La alarma sonó cuando las autoridades turcas, en plan filibustero, incautaron el cargamento de respiradores destinado a España en el momento en que el avión que las transportaba repostaba combustible en Ankara. Luego vino la polémica surgida por la adquisición de mascarillas entre Washington y la Unión Europea.
Sin embargo, el intento de adquisición por los Estados Unidos del laboratorio alemán CureVac, que supuestamente va a la cabeza en la carrera de la vacuna, así como el anuncio de la compañía francesa Sanofi, que habría comprometido la entrega preferencial de la vacuna a los Estados Unidos en caso de descubrirla, dejan claro que la cooperación científica choca de lleno con el ejercicio nacionalista de una realpolitik que hace prevalecer los intereses políticos.
De esta forma, en el nuevo normal de las relaciones internacionales, se estaría avanzando en dirección a limitar la cooperación internacional frente a la pandemia y en dejar que el mercado decida quién merece y quién no una vacuna en función de la nacionalidad y, por supuesto, de poder pagarla. Con toda seguridad, un ejército de abogados especialistas en propiedad intelectual debe de estar trabajando ya en intentar registrar patentes en países como Bangladés o India, que van a la cabeza en la producción de genéricos, para cubrir todas las posibles aristas.

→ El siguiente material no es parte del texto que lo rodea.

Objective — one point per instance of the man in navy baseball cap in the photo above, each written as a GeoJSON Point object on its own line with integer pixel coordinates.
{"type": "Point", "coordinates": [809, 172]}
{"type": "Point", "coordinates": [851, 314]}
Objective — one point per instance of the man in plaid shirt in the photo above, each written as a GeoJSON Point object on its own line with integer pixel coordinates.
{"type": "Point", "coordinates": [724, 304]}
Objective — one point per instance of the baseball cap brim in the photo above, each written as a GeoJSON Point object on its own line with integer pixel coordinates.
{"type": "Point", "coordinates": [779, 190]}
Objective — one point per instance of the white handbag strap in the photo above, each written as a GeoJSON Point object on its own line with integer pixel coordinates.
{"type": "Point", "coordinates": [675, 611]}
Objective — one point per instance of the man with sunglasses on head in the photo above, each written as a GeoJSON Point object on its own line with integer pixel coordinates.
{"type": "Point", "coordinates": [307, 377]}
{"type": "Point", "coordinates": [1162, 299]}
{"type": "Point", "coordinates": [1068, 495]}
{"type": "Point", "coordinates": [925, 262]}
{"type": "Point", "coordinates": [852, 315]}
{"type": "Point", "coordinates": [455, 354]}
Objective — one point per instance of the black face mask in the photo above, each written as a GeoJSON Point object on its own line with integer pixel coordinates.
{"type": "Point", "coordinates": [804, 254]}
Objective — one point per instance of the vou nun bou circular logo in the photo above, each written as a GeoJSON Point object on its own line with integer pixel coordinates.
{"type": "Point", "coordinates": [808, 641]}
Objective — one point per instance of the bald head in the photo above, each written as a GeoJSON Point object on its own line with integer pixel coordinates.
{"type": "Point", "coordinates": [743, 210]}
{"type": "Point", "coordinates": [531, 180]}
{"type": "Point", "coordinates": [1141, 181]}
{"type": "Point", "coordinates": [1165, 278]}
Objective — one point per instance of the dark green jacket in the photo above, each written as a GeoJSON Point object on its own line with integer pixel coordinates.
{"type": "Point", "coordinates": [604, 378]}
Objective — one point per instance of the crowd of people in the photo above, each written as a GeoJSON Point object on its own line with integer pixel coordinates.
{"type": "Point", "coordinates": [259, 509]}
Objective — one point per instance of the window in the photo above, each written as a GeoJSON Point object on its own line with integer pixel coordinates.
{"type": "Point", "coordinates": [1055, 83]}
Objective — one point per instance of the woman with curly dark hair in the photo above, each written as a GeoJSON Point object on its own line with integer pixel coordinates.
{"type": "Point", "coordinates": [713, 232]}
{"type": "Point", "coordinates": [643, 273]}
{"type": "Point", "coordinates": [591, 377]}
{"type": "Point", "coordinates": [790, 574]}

En un contexto de esa naturaleza, quedarían en la fila miles de millones de personas en una condición semejante a la de los pasajeros de segunda categoría en el Titanic: esperando por sus chalecos salvavidas.
Termino estas líneas escuchando Gardenia (1994), de Kyuss. El espíritu oscuro del stoner no es seguramente un marco para generar optimismo, pero ahora mismo su intensidad es bien recibida.